There are a number of problems, well known to feminist legal scholars, with regarding law as an autonomous and abstract set of institutions. The view of law as separate from human life is both theoretically inadequate as an understanding of law, as well as limiting as a framework for achieving feminist transformation. It is a theoretically inadequate account of law because it reifies law and removes it from the actual and the practical contexts in which law is experienced and lived - it represents law as having a particular identity and shape at the systemic and institutional level, but masks the empirical substance of law, obscuring in consequence law's own participation in distributions of power. The separatist account of law also arguably limits our appreciation of the potential avenues for legal transformation. By emphasising methods of legal change which are prescribed by law itself (notably legislative reform or intervention in litigation), positivist/separatist accounts fail to recognise the openness of law to resistance and renewal from other less formal channels.

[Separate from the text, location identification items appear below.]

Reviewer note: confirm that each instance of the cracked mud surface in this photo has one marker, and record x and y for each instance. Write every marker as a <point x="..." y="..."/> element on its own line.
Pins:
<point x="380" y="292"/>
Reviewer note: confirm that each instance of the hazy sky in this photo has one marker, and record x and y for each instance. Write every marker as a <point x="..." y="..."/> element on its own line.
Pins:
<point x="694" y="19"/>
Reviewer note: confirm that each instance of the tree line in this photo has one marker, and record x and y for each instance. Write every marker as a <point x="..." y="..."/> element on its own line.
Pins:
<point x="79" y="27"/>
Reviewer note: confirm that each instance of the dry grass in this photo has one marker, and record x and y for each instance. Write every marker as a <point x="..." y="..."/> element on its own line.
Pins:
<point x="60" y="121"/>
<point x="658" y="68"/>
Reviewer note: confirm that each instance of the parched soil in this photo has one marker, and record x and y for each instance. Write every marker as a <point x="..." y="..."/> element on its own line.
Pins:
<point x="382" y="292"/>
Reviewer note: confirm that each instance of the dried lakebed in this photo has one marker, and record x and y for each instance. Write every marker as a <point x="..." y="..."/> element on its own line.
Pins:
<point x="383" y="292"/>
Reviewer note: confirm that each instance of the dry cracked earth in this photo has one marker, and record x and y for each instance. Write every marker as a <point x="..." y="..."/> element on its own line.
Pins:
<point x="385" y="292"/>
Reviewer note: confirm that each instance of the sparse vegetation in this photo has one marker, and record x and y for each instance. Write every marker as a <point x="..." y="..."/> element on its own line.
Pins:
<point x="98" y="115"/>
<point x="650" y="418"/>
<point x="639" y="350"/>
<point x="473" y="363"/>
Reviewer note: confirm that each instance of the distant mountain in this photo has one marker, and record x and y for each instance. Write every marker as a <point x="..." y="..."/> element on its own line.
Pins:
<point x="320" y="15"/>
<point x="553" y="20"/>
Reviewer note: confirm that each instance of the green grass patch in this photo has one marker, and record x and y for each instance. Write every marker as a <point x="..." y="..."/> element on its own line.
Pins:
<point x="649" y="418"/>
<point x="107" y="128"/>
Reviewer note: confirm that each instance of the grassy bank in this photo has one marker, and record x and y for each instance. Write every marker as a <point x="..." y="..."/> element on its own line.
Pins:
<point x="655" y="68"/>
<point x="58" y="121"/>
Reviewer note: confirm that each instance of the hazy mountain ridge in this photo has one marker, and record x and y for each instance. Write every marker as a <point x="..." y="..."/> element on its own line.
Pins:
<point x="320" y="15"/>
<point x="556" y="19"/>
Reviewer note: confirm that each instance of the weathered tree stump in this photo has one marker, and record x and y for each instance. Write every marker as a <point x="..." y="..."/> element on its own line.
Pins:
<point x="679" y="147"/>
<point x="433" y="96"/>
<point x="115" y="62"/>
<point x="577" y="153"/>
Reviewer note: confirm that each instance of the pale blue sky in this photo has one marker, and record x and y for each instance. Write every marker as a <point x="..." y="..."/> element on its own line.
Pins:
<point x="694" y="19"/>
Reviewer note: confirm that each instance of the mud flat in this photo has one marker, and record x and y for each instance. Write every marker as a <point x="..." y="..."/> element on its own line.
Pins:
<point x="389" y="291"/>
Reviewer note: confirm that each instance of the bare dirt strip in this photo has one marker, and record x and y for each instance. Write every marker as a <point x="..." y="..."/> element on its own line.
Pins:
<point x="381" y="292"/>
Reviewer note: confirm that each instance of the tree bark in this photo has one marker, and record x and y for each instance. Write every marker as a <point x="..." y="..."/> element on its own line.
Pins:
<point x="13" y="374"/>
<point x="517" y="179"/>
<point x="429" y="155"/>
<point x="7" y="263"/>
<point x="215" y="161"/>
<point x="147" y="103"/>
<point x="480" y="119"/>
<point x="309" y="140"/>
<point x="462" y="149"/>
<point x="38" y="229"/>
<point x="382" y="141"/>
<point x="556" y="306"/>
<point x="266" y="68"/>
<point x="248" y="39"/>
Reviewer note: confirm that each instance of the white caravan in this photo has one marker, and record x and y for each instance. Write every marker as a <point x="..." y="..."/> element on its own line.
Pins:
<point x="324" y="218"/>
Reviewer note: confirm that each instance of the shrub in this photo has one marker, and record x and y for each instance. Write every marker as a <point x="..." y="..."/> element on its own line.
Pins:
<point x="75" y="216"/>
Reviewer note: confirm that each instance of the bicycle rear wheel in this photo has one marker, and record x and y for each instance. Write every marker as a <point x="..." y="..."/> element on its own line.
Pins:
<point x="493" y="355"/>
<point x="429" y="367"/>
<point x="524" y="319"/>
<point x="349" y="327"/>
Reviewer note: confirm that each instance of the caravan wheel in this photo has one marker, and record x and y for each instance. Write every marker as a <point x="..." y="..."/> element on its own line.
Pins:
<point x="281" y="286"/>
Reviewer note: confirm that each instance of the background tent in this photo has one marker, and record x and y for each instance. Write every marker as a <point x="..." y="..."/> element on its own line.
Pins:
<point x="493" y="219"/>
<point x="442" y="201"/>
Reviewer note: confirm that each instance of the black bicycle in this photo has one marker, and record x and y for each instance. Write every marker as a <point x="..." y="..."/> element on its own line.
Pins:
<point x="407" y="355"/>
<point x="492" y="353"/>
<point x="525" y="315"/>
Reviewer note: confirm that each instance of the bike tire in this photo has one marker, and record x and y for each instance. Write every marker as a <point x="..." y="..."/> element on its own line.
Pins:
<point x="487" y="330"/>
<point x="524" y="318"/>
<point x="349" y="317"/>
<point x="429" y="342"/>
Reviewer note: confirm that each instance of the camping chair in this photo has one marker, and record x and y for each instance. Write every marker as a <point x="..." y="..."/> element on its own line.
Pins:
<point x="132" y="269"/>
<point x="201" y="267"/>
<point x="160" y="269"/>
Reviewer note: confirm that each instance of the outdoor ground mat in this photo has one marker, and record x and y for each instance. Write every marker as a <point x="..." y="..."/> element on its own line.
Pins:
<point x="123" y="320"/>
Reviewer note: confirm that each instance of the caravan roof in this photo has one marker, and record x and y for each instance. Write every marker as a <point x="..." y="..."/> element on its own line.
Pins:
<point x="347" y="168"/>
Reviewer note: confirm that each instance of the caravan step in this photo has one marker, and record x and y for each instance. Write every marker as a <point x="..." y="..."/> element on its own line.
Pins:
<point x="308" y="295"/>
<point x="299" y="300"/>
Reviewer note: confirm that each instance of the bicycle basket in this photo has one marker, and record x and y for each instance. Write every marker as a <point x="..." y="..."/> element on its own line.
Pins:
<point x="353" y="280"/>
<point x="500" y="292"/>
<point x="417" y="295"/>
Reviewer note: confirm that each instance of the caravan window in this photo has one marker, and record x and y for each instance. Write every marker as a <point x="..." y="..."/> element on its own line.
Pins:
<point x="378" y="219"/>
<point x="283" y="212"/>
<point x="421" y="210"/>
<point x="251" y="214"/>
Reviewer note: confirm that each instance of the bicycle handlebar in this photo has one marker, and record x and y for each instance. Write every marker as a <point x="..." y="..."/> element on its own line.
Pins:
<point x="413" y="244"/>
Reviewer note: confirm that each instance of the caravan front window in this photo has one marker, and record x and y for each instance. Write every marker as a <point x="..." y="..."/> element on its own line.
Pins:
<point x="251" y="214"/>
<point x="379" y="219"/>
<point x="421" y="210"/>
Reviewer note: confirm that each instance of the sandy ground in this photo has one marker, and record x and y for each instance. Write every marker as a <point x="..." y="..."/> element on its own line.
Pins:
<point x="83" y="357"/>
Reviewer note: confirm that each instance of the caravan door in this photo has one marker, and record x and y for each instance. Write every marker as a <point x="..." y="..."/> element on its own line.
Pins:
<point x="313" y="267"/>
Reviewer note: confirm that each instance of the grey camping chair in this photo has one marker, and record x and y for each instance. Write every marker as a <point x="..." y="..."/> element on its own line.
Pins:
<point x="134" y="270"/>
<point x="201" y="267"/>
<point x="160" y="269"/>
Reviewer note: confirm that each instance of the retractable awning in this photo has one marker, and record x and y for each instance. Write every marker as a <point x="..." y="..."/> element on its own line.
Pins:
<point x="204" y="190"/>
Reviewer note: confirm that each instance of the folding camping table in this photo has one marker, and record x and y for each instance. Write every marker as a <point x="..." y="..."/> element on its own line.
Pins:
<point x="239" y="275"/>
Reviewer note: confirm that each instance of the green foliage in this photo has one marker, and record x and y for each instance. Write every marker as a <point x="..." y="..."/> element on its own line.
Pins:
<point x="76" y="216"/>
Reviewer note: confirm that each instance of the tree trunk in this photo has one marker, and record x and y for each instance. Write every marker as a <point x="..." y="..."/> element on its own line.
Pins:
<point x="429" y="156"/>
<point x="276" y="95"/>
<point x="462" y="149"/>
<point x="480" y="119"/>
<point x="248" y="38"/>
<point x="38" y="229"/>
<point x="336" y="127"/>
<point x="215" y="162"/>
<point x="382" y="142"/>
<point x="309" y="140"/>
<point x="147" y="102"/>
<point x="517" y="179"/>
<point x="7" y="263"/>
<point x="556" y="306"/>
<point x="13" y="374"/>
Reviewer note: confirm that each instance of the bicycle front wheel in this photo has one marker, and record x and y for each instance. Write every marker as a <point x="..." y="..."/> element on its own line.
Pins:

In arguing that the positivist conception of law is theoretically inadequate and politically limited, I am not claiming that it is useless or even that it is false in some simplistic way. Rather, I am claiming that despite the fact that it is useful in some contexts and carries its own fictive and self-defining 'truth', it is nonetheless important to look at law from other perspectives and in other dimensions. The point is not that we ought to abandon positivist ideas about law (or for that matter the critique of positivism), but rather that it is also possible to regard law as a different set of interactions altogether. Part of my motivation is to respond to what has so often been seen as the fatal gap of all forms of legal critique - that they fail to provide positive reconstructions of the concept of law. Feminist judgments reconstruct law in the practical dimension, but it is also important to think about our general image, concept or understanding of law.

The Norm-Subject[2]

Instead of starting with law as an object of expert knowledge which is separate from human subjectivity, legal theory also needs to consider the primacy of the subject in the construction of law. When we go out into the legal world, act and interact with others, perform, practice, mimic, contest and create the law, we live in a completely disjointed legal world. It has a horizontality where meaning is being made and understood in the immediate context, but there is no totality of meaning attached to law. My experience of law is simply one of fragments of interactions, held together in the first instance by the fact that they all involve me. Numerous legal and other messages pass through me (as one instantiation of Lyotard's famous nodal point: 1984: 15) but these messages do not collectively amount to a general or systematic understanding of law. They coalesce in various ways across diverse sections of the population without necessarily being fixed in any particular form. Of course, many of the messages I receive about law are in fact informed or underpinned by some total or general view of law, which everyone, especially those with a legal education, has probably internalised to some degree: this is unavoidable since the very idea of law is normally now based around the ideal or concept of a totality or system. But it is important to remember that that ideal is simply a fiction - an influential one, but nonetheless a fiction or assumption held in place by large numbers of people acting as if it is true.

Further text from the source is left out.